Monday, June 21, 2010

Those Pesky Words

It’s word pet-peeve time here at the blog, and today our subject is overused words and phrases in current circulation.
Language is fluid, and words will slip into use for a while (sometimes w-a-y too long) and then be gone again. They seem to make their first appearances on TV news and in journalism. So here, in no particular order, are those that I hope will leave us soon.


1. Gone missing. This was originally a British expression, to the best of my knowledge. It works well for them—the British can use this and get away with it. Here, not so much. It sounds like some kind of odd activity or destination, and can apply to inanimate objects such as car keys and barbecue tongs, or to gravely serious subjects like children and elderly adults. Some hypothetical examples:
    “Where are you off to, honey?”
    “I’m going fishing, shopping, to get my hair highlighted. I’m just going missing.”
    —or—
    “Where’s Bambi?”
    “Oh, she’s gone missing.”
    “Did she say when she’ll be back?”
    Better still: “Kobe Bryant, you just won your fifth NBA Championship! What are you going to do now?”
    “I’m going missing!”
    How about, Bambi is missing?

2. Gone extinct. This is one of gone missing’s ugly step sisters and has some equally ugly tenses, as in go, going and went.
    “Today a report released by the EPA says the double billed walla walla, native to the coldest areas of the upper Midwest, will go extinct in the next ten years due to habitat encroachment by the single billed walla. This is the second species threatened by the walla. In 2003, the frilled loppydoozy went extinct due to the walla’s invasive behavior.”
Become/became extinct is probably more correct.

3. Albeit. Isn’t this word just too, too precious? It sounds like someone’s middle name. Ferdy Albeit Grayson. In fact, it is a real word and the usage is correct, but archaic. Albeit comes to us straight down the centuries from Middle English and has been lurking in the shadows since the 1300s. It’s a contracted form of the phrase “although it be.” Can’t we just say although?

4. Arguably/Inarguably. Major sigh. These two are from 1890 and 1925, respectively. There should be a list for the world’s worst adverbs because I’d add both of these.

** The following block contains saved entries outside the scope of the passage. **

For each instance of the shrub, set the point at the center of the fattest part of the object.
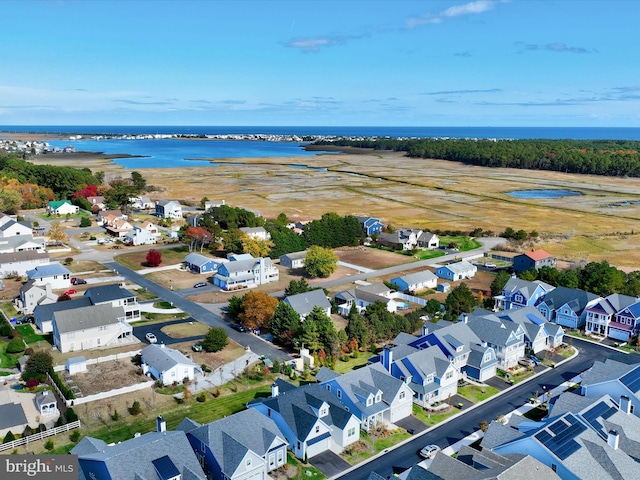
(16, 346)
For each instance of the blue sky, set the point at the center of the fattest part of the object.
(328, 62)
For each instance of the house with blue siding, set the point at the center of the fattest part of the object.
(201, 264)
(370, 225)
(567, 306)
(521, 293)
(310, 418)
(456, 271)
(245, 445)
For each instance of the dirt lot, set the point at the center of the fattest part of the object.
(106, 376)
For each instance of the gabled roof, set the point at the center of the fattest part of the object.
(133, 459)
(162, 358)
(304, 303)
(50, 270)
(107, 293)
(87, 317)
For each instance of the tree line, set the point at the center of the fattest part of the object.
(616, 158)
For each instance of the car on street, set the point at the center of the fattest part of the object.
(534, 359)
(526, 362)
(151, 338)
(429, 451)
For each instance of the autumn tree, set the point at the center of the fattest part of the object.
(57, 234)
(320, 262)
(257, 309)
(154, 258)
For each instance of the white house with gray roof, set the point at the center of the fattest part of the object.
(304, 303)
(159, 455)
(167, 365)
(90, 327)
(54, 273)
(244, 446)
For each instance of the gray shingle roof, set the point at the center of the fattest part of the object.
(87, 317)
(132, 459)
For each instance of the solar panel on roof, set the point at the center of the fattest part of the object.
(632, 380)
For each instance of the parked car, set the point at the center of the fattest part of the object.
(151, 338)
(429, 451)
(526, 362)
(534, 359)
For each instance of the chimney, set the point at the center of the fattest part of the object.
(625, 404)
(161, 424)
(387, 357)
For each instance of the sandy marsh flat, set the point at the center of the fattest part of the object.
(426, 193)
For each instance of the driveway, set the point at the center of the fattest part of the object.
(329, 463)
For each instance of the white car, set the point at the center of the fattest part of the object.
(429, 451)
(151, 338)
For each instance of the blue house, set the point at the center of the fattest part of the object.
(567, 306)
(201, 264)
(521, 293)
(241, 446)
(370, 225)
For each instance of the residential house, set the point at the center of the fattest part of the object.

That’s all for now. The next time we touch on the subject of our tortured language (at some distant date) we’ll take a look at a few of the most ghastly online communications. About ten years ago, author Nancy E. Turner wrote a wonderful historical about life in the Arizona Territories entitled, These is my Words. She might not have realized at the time that some people writing on the internet would make her protagonist’s awkward prose, indifferent spelling, and random capitalization look contemporary.